What responsive design can offer marketers is the ability to "sniff out" the device you're on with a media query. I'm not a coder so I can't tell you exactly what the CSS code is, but basically the CSS that's embedded inline in the code will perform a media query. It's a series of "if, then" statements that determine your device's platform and screen size, and then adjusts the content accordingly. This allows marketers to tailor the experience to your device, and make it easier to read. For example, an email with a 2-column layout on your desktop can reflow/reformat itself into a single column when viewed on your mobile phone. Given the smaller screen size of your phone, a responsive design approach can serve larger headlines, body text, buttons and navigational elements, as well as branding elements. And this is all done in 1 single email creative. It's a win-win.

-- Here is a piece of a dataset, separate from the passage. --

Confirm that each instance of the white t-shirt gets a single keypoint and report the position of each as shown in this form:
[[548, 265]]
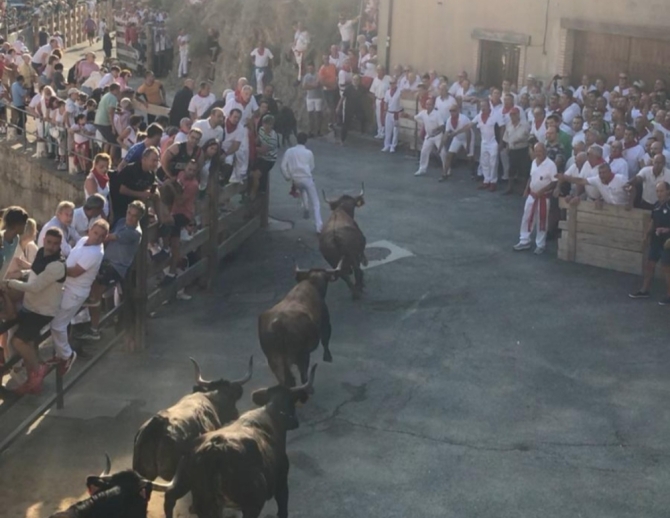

However, designers have to be aware that their graphics can't be 72ppi anymore. We've begun implementing a workflow that requires graphic assets of an email become 2x larger than what's shown in our Photoshop layouts. That will guarantee they'll be crisp on a high-res device. Another recommendation is to use as much HTML-generated content as you can, since it's device independent, and will be high-res not matter what it's viewed on.

You may be wondering how we QA test across the dizzying array of devices out there. The first level of testing is to simply deploy the email through a service like MailChimp, and view it on as many devices you can get your hands on, literally. We can test iPhones and Android (between our shop and our coding group), and their related native mail apps. We can also test standalone apps like Yahoo! Mail, Gmail, Hotmail and AOL Mail. We use Litmus, which is a browser-based service that will emulate many of the available email apps, and it even displays your email on a simulated picture of the device it's on. Once you subscribe to Litmus, you deploy your email (from say MailChimp) directly to a Litmus email address that's provided for testing, and it will show you how your creative holds up onscreen in a series of contact sheets. Litmus doesn't emulate every single app on the market, but it's way easier and faster than trying to view your creative by hand on a bunch of different devices, and via 4 or 5 different email apps on each device.

The only perceived negative side to the Responsive Design approach is the price tag. Responsive Design requires a lot more coding up front than a typical fixed-width email design. Marketers will have to weigh the extra cost of Responsive Design and potentially higher consumer response rates vs. the lower cost of fixed-width design and poorer response rates. And as direct mail becomes more expensive (and as the future of the USPS becomes more tenuous and uncertain), marketers are most likely going to increase spending on direct response emails. Responsive Design is probably going to play a more prominent role in the future of email marketing. And if my creative efforts look great no matter which device is on, I'm a happy creative director.

So be sure to view that tutorial video I mentioned at the beginning. It's super informative, and the lab environment they've built at STYLECampaign to do the hands-on device testing is really impressive. I hope this has helped someone out there do better work. Good luck!